Young B C, Votintseva A A, Foster D, Godwin H, Miller R R, Anson L W, Walker A S, Peto T E A, Crook D W, Knox K
Nuffield Department of Medicine, University of Oxford, Oxford, UK.
Nuffield Department of Medicine, University of Oxford, Oxford, UK.
J Hosp Infect. 2017 Jul;96(3):232-237. doi: 10.1016/j.jhin.2017.01.015. Epub 2017 Jan 30.
Carriage of Staphylococcus aureus is a risk for infections. Targeted decolonization reduces postoperative infections but depends on accurate screening.
To compare detection of S. aureus carriage in healthy individuals between anatomical sites and nurse- versus self-swabbing; also to determine whether a single nasal swab predicted carriage over four weeks.
Healthy individuals were recruited via general practices. After consent, nurses performed multi-site swabbing (nose, throat, and axilla). Participants performed nasal swabbing twice-weekly for four weeks. Swabs were returned by mail and cultured for S. aureus. All S. aureus isolates underwent spa typing. Persistent carriage in individuals returning more than three self-swabs was defined as culture of S. aureus from all or all but one self-swabs.

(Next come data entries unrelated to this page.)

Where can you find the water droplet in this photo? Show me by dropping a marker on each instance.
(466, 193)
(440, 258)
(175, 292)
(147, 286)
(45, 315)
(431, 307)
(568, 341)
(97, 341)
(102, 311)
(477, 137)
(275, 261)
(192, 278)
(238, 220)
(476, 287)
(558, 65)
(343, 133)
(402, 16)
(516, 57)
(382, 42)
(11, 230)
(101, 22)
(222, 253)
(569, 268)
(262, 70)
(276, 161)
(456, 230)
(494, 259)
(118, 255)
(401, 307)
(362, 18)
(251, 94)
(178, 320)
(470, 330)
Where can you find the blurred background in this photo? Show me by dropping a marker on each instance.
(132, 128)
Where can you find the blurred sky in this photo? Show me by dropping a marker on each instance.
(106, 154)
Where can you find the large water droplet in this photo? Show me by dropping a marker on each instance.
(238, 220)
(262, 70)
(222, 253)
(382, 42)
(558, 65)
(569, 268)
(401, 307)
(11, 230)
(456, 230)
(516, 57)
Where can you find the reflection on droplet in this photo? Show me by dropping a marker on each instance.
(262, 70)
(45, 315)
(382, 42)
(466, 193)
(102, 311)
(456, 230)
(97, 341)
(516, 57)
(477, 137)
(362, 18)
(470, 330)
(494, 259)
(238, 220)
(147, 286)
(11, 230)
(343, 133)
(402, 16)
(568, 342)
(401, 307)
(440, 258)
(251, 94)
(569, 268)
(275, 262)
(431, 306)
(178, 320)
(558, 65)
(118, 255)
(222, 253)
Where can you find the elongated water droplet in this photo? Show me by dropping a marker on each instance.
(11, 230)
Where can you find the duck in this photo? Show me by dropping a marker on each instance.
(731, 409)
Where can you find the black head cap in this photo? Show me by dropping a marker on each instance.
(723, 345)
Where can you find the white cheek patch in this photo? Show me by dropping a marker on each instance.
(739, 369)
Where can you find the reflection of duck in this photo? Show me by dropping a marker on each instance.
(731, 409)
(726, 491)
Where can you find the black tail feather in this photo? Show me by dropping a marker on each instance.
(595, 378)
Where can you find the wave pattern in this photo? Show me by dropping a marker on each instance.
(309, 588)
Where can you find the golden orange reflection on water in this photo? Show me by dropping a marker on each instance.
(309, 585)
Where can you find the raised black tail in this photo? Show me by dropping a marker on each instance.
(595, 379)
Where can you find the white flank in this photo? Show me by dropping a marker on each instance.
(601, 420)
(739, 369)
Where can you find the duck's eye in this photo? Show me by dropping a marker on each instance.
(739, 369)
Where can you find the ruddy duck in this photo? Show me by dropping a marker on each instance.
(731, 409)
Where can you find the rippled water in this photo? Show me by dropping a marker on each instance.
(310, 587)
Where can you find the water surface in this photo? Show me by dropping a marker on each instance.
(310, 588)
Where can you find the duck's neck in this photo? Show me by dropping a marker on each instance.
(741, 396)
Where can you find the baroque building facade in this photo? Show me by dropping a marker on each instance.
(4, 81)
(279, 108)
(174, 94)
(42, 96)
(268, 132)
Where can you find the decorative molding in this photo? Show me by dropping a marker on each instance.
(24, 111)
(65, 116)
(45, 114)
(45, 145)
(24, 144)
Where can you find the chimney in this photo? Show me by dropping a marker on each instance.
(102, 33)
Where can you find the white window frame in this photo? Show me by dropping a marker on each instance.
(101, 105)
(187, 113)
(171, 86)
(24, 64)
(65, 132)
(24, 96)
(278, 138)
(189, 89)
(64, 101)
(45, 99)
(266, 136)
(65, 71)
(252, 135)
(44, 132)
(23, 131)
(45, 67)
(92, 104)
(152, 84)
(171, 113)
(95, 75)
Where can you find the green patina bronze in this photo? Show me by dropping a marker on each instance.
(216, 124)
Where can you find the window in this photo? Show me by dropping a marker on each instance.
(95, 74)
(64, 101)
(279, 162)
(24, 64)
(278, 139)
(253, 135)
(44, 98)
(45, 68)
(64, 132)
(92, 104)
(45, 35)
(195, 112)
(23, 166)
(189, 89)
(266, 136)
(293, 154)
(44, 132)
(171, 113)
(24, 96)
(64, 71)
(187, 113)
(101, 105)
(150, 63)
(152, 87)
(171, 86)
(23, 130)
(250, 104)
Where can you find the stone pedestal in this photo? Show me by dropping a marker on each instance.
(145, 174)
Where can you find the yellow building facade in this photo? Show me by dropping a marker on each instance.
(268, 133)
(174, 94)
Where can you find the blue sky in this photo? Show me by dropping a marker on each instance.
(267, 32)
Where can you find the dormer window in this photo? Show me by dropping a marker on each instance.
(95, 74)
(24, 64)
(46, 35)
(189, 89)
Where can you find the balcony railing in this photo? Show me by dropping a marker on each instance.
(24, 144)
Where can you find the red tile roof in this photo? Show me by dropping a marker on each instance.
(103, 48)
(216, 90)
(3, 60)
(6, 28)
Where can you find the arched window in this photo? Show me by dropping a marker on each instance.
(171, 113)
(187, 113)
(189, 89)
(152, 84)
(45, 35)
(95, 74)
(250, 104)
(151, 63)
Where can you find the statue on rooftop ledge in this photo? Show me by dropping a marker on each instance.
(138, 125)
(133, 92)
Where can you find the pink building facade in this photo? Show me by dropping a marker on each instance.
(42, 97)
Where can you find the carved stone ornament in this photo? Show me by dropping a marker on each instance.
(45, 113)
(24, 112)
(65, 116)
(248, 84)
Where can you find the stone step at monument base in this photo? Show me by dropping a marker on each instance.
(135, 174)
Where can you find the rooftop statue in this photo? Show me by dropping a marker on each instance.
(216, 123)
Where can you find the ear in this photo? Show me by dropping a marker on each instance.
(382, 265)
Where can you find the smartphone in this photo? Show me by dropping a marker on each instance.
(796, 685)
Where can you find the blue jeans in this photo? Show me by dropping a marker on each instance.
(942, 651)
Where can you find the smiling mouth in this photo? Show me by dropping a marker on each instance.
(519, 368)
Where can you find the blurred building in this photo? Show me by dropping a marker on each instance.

In all, 102 individuals underwent multi-site swabbing; S. aureus carriage was detected from at least one site from 40 individuals (39%). There was no difference between nose (29/102, 28%) and throat (28/102, 27%) isolation rates: the combination increased total detection rate by 10%. Ninety-nine patients returned any self-swab, and 96 returned more than three. Nasal carriage detection was not significantly different on nurse or self-swab [28/99 (74%) vs 26/99 (72%); χ: P=0.75]. Twenty-two out of 25 participants with first self-swab positive were persistent carriers and 69/71 with first self-swab negative were not, giving high positive predictive value (88%), and very high negative predictive value (97%).
Nasal swabs detected the majority of carriage; throat swabs increased detection by 10%. Self-taken nasal swabs were equivalent to nurse-taken swabs and predicted persistent nasal carriage over four weeks.
金黄色葡萄球菌携带是感染的一个风险因素。针对性的去定植可减少术后感染,但依赖于准确的筛查。
比较健康个体不同解剖部位以及护士采样与自我采样检测金黄色葡萄球菌携带情况的差异;同时确定单次鼻拭子检测能否预测四周内的携带情况。
通过全科医疗招募健康个体。获得同意后,护士进行多部位采样(鼻子、喉咙和腋窝)。参与者每周进行两次鼻拭子采样,持续四周。拭子通过邮寄返回并培养金黄色葡萄球菌。所有金黄色葡萄球菌分离株进行spa分型。返回超过三次自我采样的个体中,持续性携带定义为所有或除一个外的所有自我采样均培养出金黄色葡萄球菌。
总共102名个体接受了多部位采样;40名个体(39%)至少有一个部位检测到金黄色葡萄球菌携带。鼻子(29/102,28%)和喉咙(28/102,27%)的分离率无差异:两者联合可使总检测率提高10%。99名患者返回了任何自我采样,96名返回超过三次。护士采样与自我采样的鼻携带检测无显著差异[28/99(74%)对26/99(72%);χ:P = 0.75]。首次自我采样阳性的25名参与者中有22名是持续性携带者,首次自我采样阴性的71名中有69名不是,阳性预测值高(88%)且阴性预测值非常高(97%)。
鼻拭子检测出了大部分携带情况;咽拭子使检测率提高了10%。自我采集的鼻拭子与护士采集的拭子等效,且能预测四周内的持续性鼻携带情况。